Automated financial technology makes all that possible. Approved stakeholders can see every invoice from the moment it’s captured, and track it throughout the approval process right up to payment. It’s easy to check every penny that is spent with each supplier, access invoices in an instant and know the exact status of their corporate budgets without delay.

This means that the board can immediately make smarter, faster decisions that benefit the business, control any ‘maverick spending’ and take responsibility for how their budgets are spent. Where manual accounting processes are slow and frustrating, automated accounting technology helps colleagues work together quickly and efficiently and – ultimately makes the CFO’s life easier.

  1. Trust more

The CFO is the corporate financial gatekeeper – managing the long term strategic planning for growth, whilst delivering the short term financial results within the confines of tight cashflow management. It’s a challenging role but the best CFOs understand that ‘good financial management’ takes place before the commitment to spend.
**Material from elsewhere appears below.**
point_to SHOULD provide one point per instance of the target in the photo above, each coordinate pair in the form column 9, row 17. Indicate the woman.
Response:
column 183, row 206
Unfortunately, many CFOs have been burnt by rogue colleagues who don’t stay within their set financial parameters. As a result, CFOs are often unwilling to handover full budget responsibility and accountability to their co-workers. Unfortunately, this lack of confidence just adds more weight to the CFO’s workload – and the heavier the burden, the easier it is for mistakes to happen.

Instead, CFOs need to encourage all board members and their teams to become better financial managers. Technology can assist here too. Access to real-time accounting information will

improve interdepartmental awareness and understanding of budgetary considerations. It can also help foster greater trust between CFOs and their c-suite colleagues.

Information is easily hidden or lost in the day-to-day chaos of manual, administrative processes.

To become an efficient and successful business led by a board of knowledgeable, collaborative leaders, real-time financial information needs to be transparent and accessible. That will not happen until CFO’s recognise that their current manual accounting processes are holding the business back and limiting the strength of their relationship with their board colleagues. The world of work is changing and CFOs need to grasp the opportunities that automated technologies offer.